Friday, March 31, 2006

This should be interesting...

Looks like I’ll be off on a cross-country drive in about two weeks. A very good friend of mine is moving to Arizona for work and I’ve volunteered to assist with the relocation, mainly serving the part of co-driver and navigator for the trip. I’ve always though such a long distance drive would be an exciting thing to do and the beauty of this adventure will be that we’re driving only one way; I’ll fly back to Norfolk.

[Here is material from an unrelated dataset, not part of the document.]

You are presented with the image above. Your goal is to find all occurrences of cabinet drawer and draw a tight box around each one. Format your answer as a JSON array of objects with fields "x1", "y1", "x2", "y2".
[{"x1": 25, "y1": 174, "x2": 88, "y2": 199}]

Supposedly it’s about a 36 hour drive from Norfolk to Phoenix, which we will divide up over the course of three to four days. The more leisurely pace will allow us to stop and see anything of great interest along the way which will make the trip a lot more fun than simply trying to get there as fast as we can.

Must pick up a road atlas this weekend and start planning the route and marking things we may way to see on the trip.

Sunday, March 26, 2006


1. Just now back from some errands and a run to the grocery store. As always seems to happen when I have a lot of bags (grocery or otherwise) to carry upstairs, there was absolutely no parking anywhere near my building. Two blocks was about as close as I could get today. Two long blocks and three trips back and forth from the Jeep to my third floor apartment, so the hell with going to the gym today. I’ve already had my workout.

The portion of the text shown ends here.